The body receives energy from three sources: fats, carbohydrates, and protein; each of these energy sources is important to ensure proper nutrition.  Carbohydrates continue to be a controversial topic as many people argue about the role they play in diabetes and obesity.  Contrary to popular "fad" diets that ban the consumption of this essential energy source, carbohydrates should consist of 40-60 percent of total calories. 

What are carbohydrates?

Carbohydrates "contain the sun's radiant energy, captured in a form that living things can use to drive the process of life" (Sizer & Whitney, 2012, p. 107).  Green plants make carbohydrates during the process of photosynthesis when sunlight is captured with chlorophyll to turn carbon dioxide and water into the most common sugar form, glucose (Sizer & Whitney, 2012).  With this in mind, carbohydrate rich foods come almost exclusively from plants, with the exception of milk derived from animals (Sizer & Whitney, 2012). 

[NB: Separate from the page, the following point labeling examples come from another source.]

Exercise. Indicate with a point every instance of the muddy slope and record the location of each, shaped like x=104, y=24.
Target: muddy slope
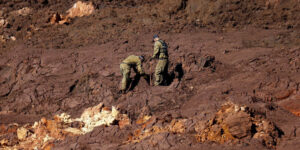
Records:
x=233, y=73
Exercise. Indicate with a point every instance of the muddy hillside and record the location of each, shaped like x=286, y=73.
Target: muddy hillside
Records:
x=233, y=75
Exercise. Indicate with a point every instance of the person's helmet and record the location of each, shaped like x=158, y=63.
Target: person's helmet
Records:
x=155, y=36
x=142, y=58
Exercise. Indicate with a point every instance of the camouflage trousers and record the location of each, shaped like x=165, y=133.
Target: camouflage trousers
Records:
x=161, y=70
x=125, y=71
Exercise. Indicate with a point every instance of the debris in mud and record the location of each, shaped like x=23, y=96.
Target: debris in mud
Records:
x=81, y=9
x=149, y=126
x=234, y=123
x=23, y=12
x=292, y=104
x=3, y=23
x=60, y=19
x=41, y=134
x=206, y=61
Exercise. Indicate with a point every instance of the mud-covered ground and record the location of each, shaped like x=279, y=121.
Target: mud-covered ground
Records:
x=233, y=73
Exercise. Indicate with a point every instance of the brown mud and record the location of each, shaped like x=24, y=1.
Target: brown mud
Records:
x=233, y=73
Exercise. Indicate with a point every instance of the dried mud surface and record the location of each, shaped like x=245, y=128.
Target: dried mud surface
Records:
x=233, y=74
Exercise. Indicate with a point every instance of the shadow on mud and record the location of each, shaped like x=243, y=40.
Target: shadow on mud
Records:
x=176, y=73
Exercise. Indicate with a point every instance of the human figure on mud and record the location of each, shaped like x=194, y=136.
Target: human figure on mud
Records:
x=134, y=62
x=160, y=53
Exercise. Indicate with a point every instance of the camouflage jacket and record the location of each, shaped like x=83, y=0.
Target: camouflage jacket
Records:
x=160, y=50
x=134, y=61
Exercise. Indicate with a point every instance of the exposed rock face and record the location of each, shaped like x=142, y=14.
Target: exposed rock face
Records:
x=233, y=123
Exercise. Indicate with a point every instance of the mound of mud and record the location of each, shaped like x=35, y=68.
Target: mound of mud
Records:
x=233, y=77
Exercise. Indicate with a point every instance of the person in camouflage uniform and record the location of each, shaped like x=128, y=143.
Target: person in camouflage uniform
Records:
x=134, y=62
x=160, y=53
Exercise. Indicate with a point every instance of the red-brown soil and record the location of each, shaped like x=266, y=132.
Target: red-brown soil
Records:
x=244, y=53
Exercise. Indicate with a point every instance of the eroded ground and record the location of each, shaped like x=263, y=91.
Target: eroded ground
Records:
x=233, y=86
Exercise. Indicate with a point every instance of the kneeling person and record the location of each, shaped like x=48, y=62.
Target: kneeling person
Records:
x=134, y=62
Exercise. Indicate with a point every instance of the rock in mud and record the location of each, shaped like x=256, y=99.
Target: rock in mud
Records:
x=81, y=9
x=234, y=123
x=206, y=61
x=22, y=133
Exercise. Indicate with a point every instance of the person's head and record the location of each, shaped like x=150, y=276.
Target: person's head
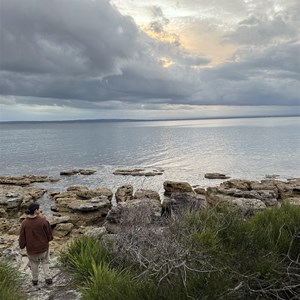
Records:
x=33, y=208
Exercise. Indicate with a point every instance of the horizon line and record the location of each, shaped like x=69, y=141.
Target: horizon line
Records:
x=149, y=120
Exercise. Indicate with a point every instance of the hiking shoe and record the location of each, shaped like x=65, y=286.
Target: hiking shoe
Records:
x=49, y=281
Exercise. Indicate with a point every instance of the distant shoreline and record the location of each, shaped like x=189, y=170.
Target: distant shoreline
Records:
x=147, y=120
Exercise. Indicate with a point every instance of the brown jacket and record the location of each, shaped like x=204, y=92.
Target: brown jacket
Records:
x=35, y=234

How the body uses carbohydrates

In addition to fats and proteins, carbohydrates is the primary source for energy for the needs of the body.  The glucose in carbohydrates is essential for the brain and nervous system, and foods that are rich in fiber support digestion and nutrient absorption (Sizer & Whitney, 2012).  Individuals that have a diet that has large amounts of complex carbohydrates, derived from vegetables, legumes, and whole grains, have a reduced risk of heart disease and stroke because these diets are generally low on saturated fat, trans fat, and cholesterol (Sizer & Whitney, 2012). 

The importance of fiber

Currently, "there is much dispute over the components of dietary fiber, and there is not currently a single, worldwide definition for dietary fiber" (Lunn & Buttriss, 2007).  Fiber typically describes the non-digestible components of plants that make up the plant cell wall (Lunn & Buttriss, 2007).   Fiber reduces cholesterol in the digestive process by binding together and being excreted from the body.  High-fiber foods, such as whole grains, strongly reduce the risk of type 2 diabetes by maintaining the glucose in blood (Sizer & Whitney, 2012).  Fiber is very important in ensuring that the digestive system functions properly, and helps maintain colon health by reducing the risk of colon cancer (Sizer & Whitney, 2012).  Foods that are rich in fiber also tend to be low in fat, therefore a diet that is full of fiber-rich foods can help maintain or lower body weight.   



References:

Lunn, J., & Buttriss, J. (2007). Carbohydrates and dietary fibre. Nutrition Bulletin, 32(1), 21-64.
 
Sizer, F. & Whitney, E. (2012).  Nutrition: Concepts and Controversies, MyPlate Update (12th ed.).  Mason, OH: Cengage Learning.